Her head throbbed and she tilted it sideways to let the shower spray hit first one temple and then the other. The pressure didn't help.

Nell reached for the soap and
sudsed
herself for at least the third time. Then she shampooed again as well. The rinse water was turning lukewarm. She'd been standing in there for an eternity.

But not long enough.

All the while she dried, got dressed and forced herself to eat a sandwich and drink a glass of milk, Nell's thoughts raced in vicious circles.

She could only pray he was embarrassed, too, but what were the odds of that? Hugh McLean had a reputation with women. Word had it he had a different cute, petite blonde on his arm—or in his bed—every few weeks.

"A redhead once in a while," Joe Redding had said admiringly. "But, damn, he picks lookers."

Nell knew painfully well that she wasn't even close to being a looker. But she was a woman, one more notch in his belt. Hey, he was drunk and in the mood, and she'd been handy. Handy? Who was she kidding? Randy, was probably more the truth.

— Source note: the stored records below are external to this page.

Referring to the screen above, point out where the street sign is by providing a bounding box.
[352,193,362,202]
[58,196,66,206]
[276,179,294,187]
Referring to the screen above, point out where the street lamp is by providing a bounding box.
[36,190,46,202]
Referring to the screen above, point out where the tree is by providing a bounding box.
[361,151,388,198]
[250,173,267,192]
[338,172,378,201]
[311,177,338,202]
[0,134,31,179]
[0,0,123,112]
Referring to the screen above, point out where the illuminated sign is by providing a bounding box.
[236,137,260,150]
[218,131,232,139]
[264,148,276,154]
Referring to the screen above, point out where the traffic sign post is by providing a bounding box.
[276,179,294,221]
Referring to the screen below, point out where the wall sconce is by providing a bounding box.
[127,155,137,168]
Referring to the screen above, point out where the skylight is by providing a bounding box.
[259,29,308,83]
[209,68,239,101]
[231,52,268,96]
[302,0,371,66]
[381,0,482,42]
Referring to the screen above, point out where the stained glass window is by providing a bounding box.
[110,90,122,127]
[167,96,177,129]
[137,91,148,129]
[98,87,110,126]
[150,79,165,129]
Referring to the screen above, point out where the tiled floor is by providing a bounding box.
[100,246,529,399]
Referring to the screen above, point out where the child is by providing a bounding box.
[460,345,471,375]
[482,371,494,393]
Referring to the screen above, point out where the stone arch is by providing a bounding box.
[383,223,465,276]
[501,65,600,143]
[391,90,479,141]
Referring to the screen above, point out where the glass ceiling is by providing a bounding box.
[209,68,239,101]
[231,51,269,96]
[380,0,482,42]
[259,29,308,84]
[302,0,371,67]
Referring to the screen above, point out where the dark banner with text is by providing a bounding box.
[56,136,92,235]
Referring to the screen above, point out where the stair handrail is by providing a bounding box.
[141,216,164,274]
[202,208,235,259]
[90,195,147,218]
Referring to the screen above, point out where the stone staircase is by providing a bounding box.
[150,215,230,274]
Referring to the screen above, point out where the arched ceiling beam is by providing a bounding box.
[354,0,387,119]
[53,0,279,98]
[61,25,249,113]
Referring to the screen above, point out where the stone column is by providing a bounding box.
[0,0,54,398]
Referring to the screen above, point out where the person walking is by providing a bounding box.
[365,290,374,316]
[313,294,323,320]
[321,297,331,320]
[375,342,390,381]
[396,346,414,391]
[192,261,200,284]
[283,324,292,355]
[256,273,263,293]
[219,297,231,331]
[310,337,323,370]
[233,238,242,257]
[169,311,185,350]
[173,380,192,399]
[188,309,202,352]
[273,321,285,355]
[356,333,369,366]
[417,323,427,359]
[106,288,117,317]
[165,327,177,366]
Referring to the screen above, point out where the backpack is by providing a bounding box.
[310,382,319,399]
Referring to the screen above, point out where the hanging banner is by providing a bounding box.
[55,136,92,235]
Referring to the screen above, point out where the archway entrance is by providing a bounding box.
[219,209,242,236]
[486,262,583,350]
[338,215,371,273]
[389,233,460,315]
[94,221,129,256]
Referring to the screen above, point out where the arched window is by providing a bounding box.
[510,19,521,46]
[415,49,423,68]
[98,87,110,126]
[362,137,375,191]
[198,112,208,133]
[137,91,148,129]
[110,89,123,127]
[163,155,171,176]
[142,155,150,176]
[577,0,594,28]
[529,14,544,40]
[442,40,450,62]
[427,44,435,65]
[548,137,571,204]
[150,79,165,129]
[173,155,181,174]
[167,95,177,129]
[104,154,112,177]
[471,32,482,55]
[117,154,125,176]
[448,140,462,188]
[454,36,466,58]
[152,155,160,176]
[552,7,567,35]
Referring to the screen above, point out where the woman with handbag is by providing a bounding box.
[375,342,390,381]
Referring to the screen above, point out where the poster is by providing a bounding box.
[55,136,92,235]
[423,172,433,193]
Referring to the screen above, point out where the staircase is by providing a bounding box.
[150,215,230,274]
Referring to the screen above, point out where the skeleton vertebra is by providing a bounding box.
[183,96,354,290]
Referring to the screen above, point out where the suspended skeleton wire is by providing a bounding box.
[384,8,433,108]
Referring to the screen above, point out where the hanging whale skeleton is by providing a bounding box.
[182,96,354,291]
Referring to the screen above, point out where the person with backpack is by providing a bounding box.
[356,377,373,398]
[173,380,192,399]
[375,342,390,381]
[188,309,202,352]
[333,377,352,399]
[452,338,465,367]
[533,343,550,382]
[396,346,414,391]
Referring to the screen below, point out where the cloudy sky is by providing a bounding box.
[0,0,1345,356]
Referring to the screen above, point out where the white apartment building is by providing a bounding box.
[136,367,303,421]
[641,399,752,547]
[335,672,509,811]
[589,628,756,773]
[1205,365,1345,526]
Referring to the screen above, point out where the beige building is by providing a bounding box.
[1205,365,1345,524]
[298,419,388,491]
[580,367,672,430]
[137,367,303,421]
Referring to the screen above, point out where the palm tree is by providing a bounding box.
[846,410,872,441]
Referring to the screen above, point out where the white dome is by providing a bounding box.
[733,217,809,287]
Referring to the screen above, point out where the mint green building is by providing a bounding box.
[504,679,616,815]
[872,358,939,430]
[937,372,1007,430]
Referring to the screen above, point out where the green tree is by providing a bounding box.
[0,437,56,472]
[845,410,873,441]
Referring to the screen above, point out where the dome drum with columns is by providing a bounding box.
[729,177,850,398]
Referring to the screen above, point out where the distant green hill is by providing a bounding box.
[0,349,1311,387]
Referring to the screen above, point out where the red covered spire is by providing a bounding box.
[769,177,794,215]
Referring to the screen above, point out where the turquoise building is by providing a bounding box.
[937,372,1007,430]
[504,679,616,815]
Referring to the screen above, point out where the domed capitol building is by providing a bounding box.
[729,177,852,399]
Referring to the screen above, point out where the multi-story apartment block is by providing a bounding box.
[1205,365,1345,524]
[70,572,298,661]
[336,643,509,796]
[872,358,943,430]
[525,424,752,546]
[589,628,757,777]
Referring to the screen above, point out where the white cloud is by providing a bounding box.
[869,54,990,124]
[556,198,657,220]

There in her own kitchen, she flushed hot and cold. Her behavior had been so
alien
for the woman she'd become. It was as if too many beers had thrown her back to the wild teenager she'd been sixteen years ago, before she learned her lesson the hard way. Forget consequences, enjoy the now.

You feel good.

She whimpered and set down the half finished glass of milk. Her stomach was not enthusiastic about even something as innocuous as milk.

Would he keep his word, and not tell anyone? Nell didn't know him well enough to be sure either way. The few times she'd had to work with him, they'd butted heads. She thought he was a sexist, macho jerk.
Please,
she prayed,
let him also believe in old-fashioned chivalry.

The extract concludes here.